Embora não seja novidade para a doutrina e para jurisprudência, o dispositivo em comento demonstra a intenção do legislador em despertar no julgador a necessidade de aprimoramento da fundamentação das decisões judiciais, especialmente quando se deparar com enunciados normativos abertos e princípios jurídicos[29], bem como possibilitar o exercício do controle sobre a correta aplicação da jurisprudência.
De outra sorte, o enunciado do art. 489, CPC, obriga o julgador a, sempre que invocar ou afastar algum precedente ou enunciado de súmula na decisão, extrair previamente a ratio decidendi deles, ou seja, os motivos necessários e imprescindíveis que deram amparo ao precedente ou enunciado de súmula utilizado.
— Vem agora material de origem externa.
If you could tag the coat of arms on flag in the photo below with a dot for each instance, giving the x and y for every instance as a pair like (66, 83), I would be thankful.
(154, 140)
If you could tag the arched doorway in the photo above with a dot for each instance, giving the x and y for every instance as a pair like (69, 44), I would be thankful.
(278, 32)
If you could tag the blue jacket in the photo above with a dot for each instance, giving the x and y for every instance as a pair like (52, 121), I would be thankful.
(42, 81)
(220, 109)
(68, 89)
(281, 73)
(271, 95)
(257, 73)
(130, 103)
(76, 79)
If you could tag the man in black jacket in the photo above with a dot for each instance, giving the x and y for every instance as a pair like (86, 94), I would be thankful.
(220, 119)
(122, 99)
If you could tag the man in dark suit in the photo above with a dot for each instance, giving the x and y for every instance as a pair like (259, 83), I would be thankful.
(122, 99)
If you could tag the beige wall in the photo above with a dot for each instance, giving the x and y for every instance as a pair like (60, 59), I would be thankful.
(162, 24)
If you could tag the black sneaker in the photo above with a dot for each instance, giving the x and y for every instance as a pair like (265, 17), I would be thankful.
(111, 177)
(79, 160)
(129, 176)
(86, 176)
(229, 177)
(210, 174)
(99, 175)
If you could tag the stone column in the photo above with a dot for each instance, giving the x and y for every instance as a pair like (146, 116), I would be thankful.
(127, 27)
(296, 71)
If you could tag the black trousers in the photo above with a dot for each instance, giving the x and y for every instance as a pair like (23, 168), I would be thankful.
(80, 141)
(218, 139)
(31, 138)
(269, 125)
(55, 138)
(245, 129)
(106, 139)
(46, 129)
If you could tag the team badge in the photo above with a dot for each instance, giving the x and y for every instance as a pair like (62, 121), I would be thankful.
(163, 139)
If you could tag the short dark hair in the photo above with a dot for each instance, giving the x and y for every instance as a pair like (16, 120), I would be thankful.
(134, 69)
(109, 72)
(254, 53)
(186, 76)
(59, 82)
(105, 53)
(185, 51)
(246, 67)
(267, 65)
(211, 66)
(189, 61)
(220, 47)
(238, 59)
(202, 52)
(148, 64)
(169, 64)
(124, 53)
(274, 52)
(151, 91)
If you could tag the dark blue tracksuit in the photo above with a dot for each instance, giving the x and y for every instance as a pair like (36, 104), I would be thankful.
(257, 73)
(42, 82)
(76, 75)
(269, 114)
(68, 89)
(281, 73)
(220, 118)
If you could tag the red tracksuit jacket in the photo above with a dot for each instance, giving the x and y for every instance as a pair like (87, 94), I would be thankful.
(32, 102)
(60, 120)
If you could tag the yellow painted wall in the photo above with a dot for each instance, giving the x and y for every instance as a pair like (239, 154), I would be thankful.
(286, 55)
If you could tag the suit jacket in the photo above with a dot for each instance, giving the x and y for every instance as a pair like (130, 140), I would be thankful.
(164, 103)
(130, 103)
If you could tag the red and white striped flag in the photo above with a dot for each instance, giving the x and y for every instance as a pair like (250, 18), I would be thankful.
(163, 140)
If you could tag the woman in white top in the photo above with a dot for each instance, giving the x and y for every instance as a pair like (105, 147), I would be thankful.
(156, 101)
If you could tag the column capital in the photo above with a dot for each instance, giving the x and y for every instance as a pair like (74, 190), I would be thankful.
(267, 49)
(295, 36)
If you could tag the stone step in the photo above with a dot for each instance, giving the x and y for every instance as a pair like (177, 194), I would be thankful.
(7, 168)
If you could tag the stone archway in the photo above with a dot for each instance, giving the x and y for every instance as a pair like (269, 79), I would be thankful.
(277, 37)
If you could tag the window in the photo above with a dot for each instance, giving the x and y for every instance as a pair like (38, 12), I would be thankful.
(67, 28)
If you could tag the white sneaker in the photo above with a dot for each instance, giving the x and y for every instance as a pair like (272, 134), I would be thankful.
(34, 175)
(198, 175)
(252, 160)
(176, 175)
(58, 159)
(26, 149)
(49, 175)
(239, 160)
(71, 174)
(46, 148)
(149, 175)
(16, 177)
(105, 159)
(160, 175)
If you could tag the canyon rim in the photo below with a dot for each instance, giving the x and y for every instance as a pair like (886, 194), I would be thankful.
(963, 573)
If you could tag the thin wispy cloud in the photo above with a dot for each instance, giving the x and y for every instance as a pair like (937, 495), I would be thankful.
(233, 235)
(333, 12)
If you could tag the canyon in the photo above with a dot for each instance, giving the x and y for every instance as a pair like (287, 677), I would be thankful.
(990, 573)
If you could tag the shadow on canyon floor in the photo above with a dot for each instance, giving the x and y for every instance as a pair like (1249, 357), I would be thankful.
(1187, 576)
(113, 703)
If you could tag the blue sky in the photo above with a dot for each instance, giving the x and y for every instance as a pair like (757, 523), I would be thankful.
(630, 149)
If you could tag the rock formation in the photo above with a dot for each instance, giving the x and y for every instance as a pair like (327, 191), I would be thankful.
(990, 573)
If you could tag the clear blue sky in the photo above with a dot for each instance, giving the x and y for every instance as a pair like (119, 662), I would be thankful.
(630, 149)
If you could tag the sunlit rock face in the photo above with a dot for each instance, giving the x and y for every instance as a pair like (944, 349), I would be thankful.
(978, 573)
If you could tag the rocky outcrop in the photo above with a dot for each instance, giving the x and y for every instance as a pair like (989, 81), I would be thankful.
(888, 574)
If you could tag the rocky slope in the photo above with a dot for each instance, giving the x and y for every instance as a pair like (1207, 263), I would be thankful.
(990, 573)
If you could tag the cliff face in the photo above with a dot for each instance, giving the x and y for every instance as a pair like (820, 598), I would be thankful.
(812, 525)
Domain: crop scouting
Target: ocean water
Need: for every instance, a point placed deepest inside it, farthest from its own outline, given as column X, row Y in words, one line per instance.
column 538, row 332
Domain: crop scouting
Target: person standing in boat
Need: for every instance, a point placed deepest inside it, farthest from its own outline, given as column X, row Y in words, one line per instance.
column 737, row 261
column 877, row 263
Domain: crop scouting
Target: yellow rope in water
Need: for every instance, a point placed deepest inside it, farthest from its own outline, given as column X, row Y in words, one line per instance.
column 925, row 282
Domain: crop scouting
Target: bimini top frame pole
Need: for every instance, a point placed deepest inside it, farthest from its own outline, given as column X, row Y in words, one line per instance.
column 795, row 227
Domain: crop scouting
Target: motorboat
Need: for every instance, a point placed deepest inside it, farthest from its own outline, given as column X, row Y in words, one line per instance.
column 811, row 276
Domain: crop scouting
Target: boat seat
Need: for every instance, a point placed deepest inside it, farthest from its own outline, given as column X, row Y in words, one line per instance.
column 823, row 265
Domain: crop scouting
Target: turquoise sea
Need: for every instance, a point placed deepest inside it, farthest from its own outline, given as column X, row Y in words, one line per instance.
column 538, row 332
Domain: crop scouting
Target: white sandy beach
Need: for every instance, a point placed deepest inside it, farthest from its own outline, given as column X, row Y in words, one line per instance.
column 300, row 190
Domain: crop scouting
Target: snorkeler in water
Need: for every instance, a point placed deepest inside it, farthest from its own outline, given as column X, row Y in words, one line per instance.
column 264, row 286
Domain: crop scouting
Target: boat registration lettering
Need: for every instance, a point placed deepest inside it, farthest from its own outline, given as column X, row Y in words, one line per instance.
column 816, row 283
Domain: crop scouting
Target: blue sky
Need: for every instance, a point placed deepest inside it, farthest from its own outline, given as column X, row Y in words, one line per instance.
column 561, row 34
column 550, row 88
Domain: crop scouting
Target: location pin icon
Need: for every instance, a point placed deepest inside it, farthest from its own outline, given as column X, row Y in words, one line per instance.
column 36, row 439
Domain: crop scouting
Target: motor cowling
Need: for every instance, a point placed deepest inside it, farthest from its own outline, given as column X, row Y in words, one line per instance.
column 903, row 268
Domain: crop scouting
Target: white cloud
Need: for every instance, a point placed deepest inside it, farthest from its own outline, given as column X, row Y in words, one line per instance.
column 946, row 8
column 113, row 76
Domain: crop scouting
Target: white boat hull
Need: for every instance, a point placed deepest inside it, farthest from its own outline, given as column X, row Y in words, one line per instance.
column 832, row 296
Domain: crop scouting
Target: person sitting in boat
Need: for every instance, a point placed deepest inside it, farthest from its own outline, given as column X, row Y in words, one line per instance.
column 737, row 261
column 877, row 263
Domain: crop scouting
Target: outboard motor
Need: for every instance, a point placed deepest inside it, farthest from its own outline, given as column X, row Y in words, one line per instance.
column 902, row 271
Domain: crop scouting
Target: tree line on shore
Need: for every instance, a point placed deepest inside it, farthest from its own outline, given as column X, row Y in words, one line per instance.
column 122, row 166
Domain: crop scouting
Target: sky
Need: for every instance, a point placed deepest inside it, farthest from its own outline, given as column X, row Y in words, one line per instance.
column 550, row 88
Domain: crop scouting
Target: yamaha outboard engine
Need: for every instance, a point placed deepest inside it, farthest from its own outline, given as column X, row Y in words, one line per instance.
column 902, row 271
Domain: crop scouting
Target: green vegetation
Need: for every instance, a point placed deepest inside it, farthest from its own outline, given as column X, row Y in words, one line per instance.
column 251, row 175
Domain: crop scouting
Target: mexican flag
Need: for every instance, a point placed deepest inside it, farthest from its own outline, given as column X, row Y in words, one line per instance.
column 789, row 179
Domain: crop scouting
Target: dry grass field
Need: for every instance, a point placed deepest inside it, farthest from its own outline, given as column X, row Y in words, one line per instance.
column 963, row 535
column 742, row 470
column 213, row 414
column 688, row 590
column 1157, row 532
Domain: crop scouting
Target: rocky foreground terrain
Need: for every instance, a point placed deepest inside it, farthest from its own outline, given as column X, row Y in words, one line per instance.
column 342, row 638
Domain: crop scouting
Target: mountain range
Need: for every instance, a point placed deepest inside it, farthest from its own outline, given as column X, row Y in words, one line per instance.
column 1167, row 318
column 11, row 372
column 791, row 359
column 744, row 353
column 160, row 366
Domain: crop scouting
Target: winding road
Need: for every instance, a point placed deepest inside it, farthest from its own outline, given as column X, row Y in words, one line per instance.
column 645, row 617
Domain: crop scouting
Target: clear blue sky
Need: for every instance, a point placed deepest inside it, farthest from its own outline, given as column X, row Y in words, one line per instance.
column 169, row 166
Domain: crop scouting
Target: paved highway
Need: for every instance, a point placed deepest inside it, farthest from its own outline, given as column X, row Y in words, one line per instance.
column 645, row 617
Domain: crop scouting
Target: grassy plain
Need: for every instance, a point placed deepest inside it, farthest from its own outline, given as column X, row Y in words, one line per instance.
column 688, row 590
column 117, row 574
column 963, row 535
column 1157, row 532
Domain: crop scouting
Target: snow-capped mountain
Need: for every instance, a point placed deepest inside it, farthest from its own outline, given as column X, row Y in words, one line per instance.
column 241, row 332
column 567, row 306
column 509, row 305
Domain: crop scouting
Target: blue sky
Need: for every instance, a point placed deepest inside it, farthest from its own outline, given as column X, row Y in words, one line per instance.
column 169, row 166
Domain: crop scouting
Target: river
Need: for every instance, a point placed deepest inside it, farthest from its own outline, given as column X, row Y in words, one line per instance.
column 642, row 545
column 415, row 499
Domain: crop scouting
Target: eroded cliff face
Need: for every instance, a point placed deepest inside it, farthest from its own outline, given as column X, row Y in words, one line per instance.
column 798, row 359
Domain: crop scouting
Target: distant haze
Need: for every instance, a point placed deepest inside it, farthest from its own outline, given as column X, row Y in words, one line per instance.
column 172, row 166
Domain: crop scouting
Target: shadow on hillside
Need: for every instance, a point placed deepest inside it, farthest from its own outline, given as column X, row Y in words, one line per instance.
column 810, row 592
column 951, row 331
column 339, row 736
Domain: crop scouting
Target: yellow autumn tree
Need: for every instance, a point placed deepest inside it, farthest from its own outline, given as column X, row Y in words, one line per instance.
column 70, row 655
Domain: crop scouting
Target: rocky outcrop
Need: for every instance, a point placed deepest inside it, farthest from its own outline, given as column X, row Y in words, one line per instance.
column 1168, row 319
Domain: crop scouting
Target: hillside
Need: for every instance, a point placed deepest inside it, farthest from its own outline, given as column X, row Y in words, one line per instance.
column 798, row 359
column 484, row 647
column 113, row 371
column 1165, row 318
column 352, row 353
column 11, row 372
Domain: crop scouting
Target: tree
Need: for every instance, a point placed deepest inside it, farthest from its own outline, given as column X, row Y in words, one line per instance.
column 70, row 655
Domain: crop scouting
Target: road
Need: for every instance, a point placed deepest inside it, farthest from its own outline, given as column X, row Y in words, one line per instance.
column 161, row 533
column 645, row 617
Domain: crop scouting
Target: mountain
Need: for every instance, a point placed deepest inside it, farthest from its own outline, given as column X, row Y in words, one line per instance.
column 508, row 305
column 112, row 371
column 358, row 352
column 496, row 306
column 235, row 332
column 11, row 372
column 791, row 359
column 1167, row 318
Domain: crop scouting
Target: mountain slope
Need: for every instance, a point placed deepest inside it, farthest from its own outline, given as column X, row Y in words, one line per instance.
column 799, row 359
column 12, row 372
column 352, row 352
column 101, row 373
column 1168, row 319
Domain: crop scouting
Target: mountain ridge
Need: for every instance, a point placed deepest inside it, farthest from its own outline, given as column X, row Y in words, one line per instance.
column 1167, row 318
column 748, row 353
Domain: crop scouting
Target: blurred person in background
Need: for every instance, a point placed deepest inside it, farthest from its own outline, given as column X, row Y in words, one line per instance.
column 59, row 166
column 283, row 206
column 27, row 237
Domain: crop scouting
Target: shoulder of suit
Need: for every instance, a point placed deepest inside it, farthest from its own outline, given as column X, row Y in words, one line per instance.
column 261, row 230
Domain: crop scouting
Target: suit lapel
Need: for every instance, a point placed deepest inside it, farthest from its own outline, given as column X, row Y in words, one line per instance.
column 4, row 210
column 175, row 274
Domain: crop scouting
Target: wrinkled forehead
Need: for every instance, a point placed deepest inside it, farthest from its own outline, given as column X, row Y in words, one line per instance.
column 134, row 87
Deverá também, o juiz, demonstrar em sua fundamentação a aplicabilidade, no caso concreto, da ratio decidendi analisada.
Embora muito criticado pelos magistrados, sob a argumentação de que os requisitos exigidos pelo dispositivo em comento impactariam negativamente a gestão e decisão dos processos. No entanto, acertadamente procedeu o Legislativo ao impedir a emissão de fundamentações vazias, insuficientes, defensivas e, portanto, incompatíveis com o Estado Democrático de Direito.
Por fim, o Código de Processo Civil de 2015 estabelece que fundamentações padronizadas e sem o enfrentamento dos argumentos das partes, não serão válidas. Da mesma forma, não se deve admitir meras reproduções de textos da lei ou enunciados de súmulas da jurisprudência dos Tribunais. O que o dispositivo exige é a completa e suficiente discussão da tese jurídica a incidir sobre as especificidades do caso.[30]